We drove about an hour east to Owensboro, Kentucky, where we would spend the night and the day on Tuesday. Like Georgetown, Owensboro is a fast growing small city in Kentucky. The city has capitalized on their Ohio River frontage, frontier history and proximity to population centers to become a mecca for festivals, hosting about 30 each year. I had been to Owensboro in the mid 1980s while a UK graduate student, but I really didn’t remember anything about the city. Our first stop was to Best Buy and Target to shop for a replacement cell phone for Mary. She decided on a Samsung A52 to replace her damaged A51. Although it was more than she hoped to pay, she was happy with the phone’s features. Once at the motel, we recovered the SIM card and memory chip from the old A51 and put them in the new A52. To her surprise, once she logged in to Google, all of her apps and settings returned to the new phone.

The Super 8 in Owensboro was very nice, having been remodeled recently. The room was spacious and had new flooring, furniture and bathroom fixtures. Because we have points with Wyndham Hotel Group, we were able to stay without charge. The lobby had fresh Dunkin Donuts for free through the day including the seasonal pumpkin spice donuts.

Sliced mutton dinner at Old Hickory Bar-B-Que
Friends have been telling us about how good the mutton barbecue is from Western Kentucky.
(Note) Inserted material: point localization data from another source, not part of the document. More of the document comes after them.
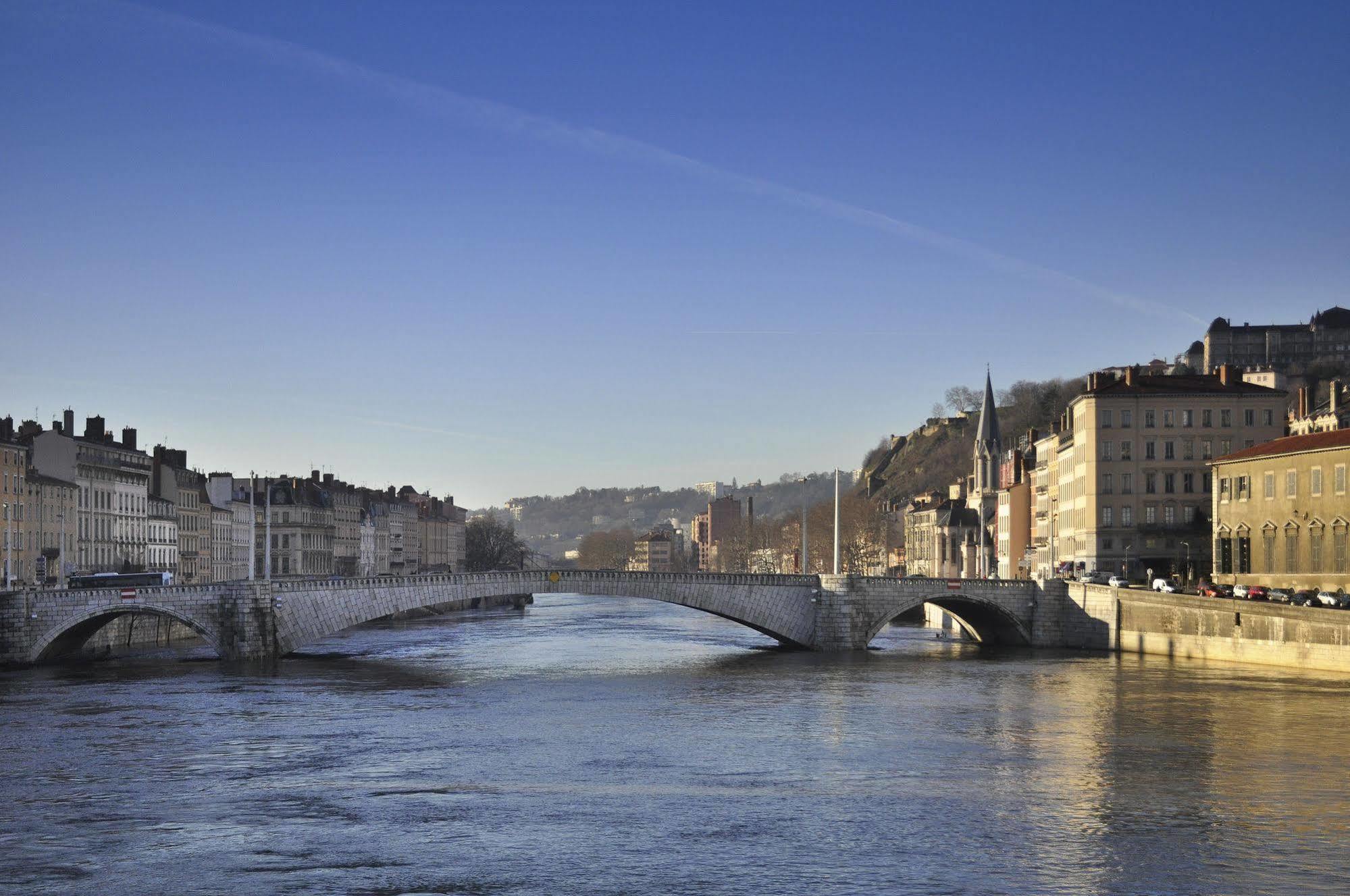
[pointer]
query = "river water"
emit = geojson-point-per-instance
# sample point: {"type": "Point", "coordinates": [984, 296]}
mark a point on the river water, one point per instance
{"type": "Point", "coordinates": [601, 745]}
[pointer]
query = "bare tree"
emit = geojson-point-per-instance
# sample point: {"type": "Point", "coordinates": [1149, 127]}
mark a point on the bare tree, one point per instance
{"type": "Point", "coordinates": [962, 398]}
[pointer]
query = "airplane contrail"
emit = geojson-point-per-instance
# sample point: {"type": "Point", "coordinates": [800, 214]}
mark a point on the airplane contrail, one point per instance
{"type": "Point", "coordinates": [498, 116]}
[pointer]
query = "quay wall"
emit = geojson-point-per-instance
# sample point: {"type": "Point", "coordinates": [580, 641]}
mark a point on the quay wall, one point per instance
{"type": "Point", "coordinates": [1178, 625]}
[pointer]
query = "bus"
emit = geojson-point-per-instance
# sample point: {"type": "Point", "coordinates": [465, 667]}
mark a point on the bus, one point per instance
{"type": "Point", "coordinates": [120, 581]}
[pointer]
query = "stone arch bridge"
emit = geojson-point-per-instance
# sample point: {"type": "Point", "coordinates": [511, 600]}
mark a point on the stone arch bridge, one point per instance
{"type": "Point", "coordinates": [242, 620]}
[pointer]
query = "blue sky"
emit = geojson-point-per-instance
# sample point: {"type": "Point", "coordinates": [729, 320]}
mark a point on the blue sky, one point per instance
{"type": "Point", "coordinates": [500, 248]}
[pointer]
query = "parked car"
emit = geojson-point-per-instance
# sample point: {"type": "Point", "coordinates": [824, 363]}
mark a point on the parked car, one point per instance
{"type": "Point", "coordinates": [1336, 600]}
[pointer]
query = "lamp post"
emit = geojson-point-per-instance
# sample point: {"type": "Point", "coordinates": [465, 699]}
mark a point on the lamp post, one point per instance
{"type": "Point", "coordinates": [805, 569]}
{"type": "Point", "coordinates": [836, 521]}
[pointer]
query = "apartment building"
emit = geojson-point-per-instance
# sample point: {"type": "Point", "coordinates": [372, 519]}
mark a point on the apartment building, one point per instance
{"type": "Point", "coordinates": [651, 554]}
{"type": "Point", "coordinates": [1132, 467]}
{"type": "Point", "coordinates": [1282, 513]}
{"type": "Point", "coordinates": [113, 482]}
{"type": "Point", "coordinates": [161, 536]}
{"type": "Point", "coordinates": [185, 489]}
{"type": "Point", "coordinates": [50, 516]}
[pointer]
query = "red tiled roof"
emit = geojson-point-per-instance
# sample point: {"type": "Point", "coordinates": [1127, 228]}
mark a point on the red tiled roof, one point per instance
{"type": "Point", "coordinates": [1178, 384]}
{"type": "Point", "coordinates": [1293, 444]}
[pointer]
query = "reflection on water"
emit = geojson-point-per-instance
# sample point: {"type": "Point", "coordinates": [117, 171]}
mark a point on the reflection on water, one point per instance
{"type": "Point", "coordinates": [627, 747]}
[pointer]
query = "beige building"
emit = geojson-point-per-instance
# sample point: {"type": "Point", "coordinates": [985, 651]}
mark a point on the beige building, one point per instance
{"type": "Point", "coordinates": [651, 554]}
{"type": "Point", "coordinates": [50, 519]}
{"type": "Point", "coordinates": [1132, 469]}
{"type": "Point", "coordinates": [113, 479]}
{"type": "Point", "coordinates": [1282, 513]}
{"type": "Point", "coordinates": [941, 536]}
{"type": "Point", "coordinates": [1310, 415]}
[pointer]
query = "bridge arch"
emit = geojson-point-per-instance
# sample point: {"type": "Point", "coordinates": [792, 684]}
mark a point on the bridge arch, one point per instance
{"type": "Point", "coordinates": [72, 632]}
{"type": "Point", "coordinates": [986, 621]}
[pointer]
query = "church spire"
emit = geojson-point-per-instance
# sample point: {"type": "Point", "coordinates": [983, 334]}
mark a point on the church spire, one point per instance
{"type": "Point", "coordinates": [989, 431]}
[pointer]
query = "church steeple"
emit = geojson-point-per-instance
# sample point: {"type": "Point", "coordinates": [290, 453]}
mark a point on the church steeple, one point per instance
{"type": "Point", "coordinates": [989, 444]}
{"type": "Point", "coordinates": [989, 429]}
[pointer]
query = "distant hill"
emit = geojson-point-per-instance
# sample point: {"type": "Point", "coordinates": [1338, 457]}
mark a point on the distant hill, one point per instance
{"type": "Point", "coordinates": [939, 452]}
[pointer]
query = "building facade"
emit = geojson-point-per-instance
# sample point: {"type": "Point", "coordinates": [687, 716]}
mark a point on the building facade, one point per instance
{"type": "Point", "coordinates": [113, 481]}
{"type": "Point", "coordinates": [1282, 513]}
{"type": "Point", "coordinates": [1135, 489]}
{"type": "Point", "coordinates": [651, 554]}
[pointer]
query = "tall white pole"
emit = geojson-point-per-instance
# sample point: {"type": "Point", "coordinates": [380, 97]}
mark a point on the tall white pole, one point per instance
{"type": "Point", "coordinates": [253, 527]}
{"type": "Point", "coordinates": [266, 537]}
{"type": "Point", "coordinates": [836, 521]}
One of the restaurants in Owensboro getting top reviews was Old Hickory Bar-B-Que. After looking at the menu and consulting the waitress, Mary had smoked turkey, barbecued beans and coleslaw, while I ordered the sliced mutton shoulder barbecue with coleslaw and a cup of burgoo. Burgoo is a traditional stew that was made on the frontier using a variety of wild game with available seasonal vegetables. This burgoo appeared to be made from mutton, beef and pork with a few beans and potatoes. It was quite good and reminded us a bit of chili. Both of us enjoyed our meals greatly and were glad that we came. 

We returned to the Owensboro Super 8 and turned in after a long day of hiking. Since our bodies were on Eastern Time we were happy to go to bed a little early.